Releases: wandb/Hemm
Leaderboard: Rendering prompts with Complex Actions
The Evaluation Dataset
This leaderboard demonstrates the capability of text-to-image generation models to represent prompts with complex actions. Each model is evaluated on a set of 716 prompts with complex actions and interactions between objects such as "The rectangular mirror was hung above the marble sink" or "The brown cat was lying on the blue blanket". The dataset is compiled from compex_train_action
and complex_val_action
subsets of the T2I-CompBench dataset. You can find the evaluation dataset here published as a Weave dataset.
The Metric for Evaluation
We use a multi-modal LLM-based evaluation metric inspired by Section IV.D from T2I-CompBench++. The metric uses a 2-staged prompting strategy with a powerful multi-modal LLM (GPT-4-Turbo).

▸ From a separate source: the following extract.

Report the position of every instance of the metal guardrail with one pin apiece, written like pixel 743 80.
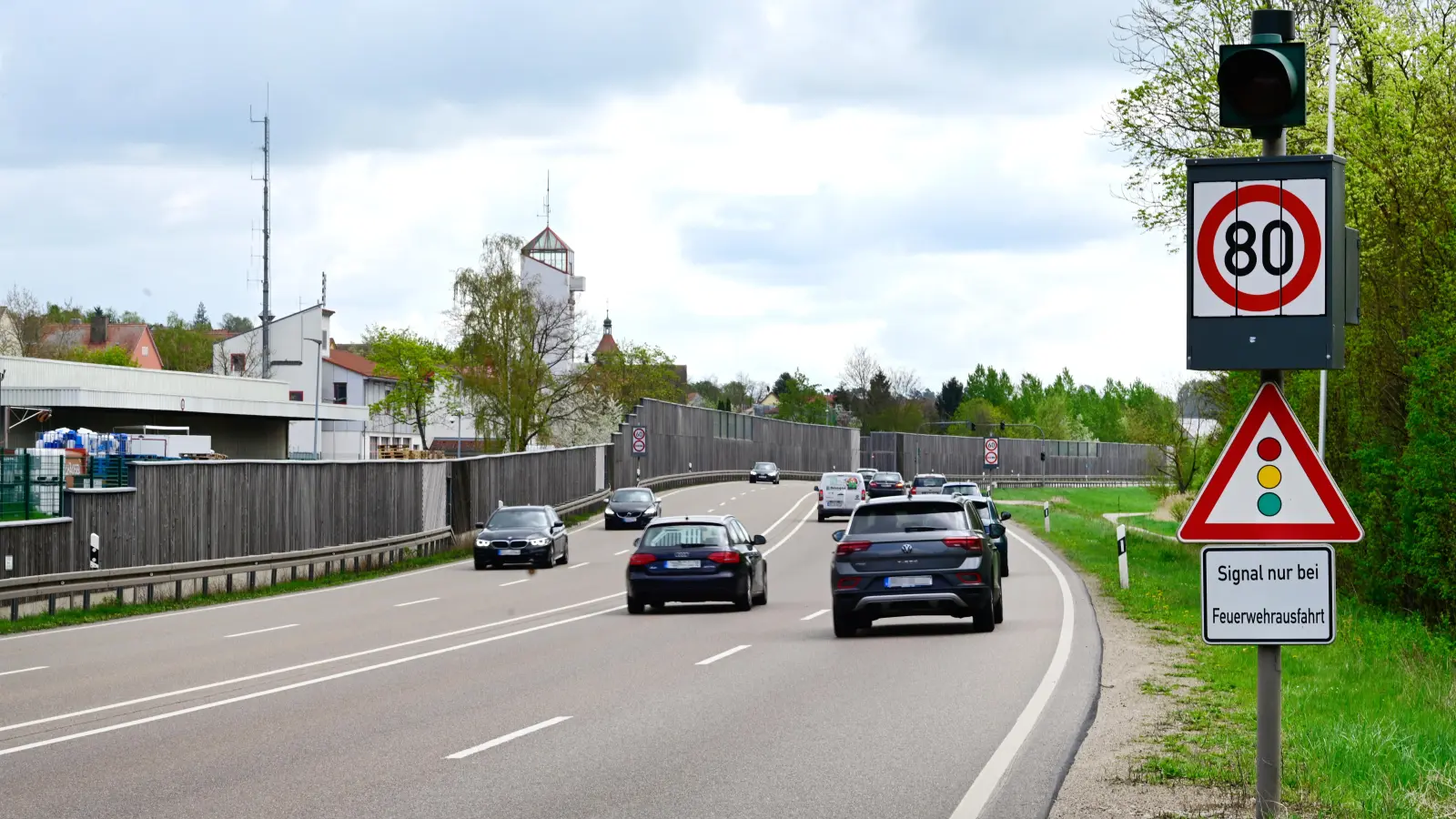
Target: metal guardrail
pixel 102 581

In the first stage, the MLLM is prompted to describe the generated image with the following system prompt:
You are a helpful assistant meant to describe images is detail. You should pay special attention to the the actions, events, objects and their relationships in the image.
In the second stage, the MLLM is prompted to judge the image concerning the prompt with the following system prompt:
You are a helpful assistant meant to identify the actions, events, objects and their relationships in the image. You have to extract the question, the score, and the explanation from the user's response.
In the user prompt for the second stage, we ask it to evaluate the image using a comprehensive scoring strategy and by also including the description from the previous stage.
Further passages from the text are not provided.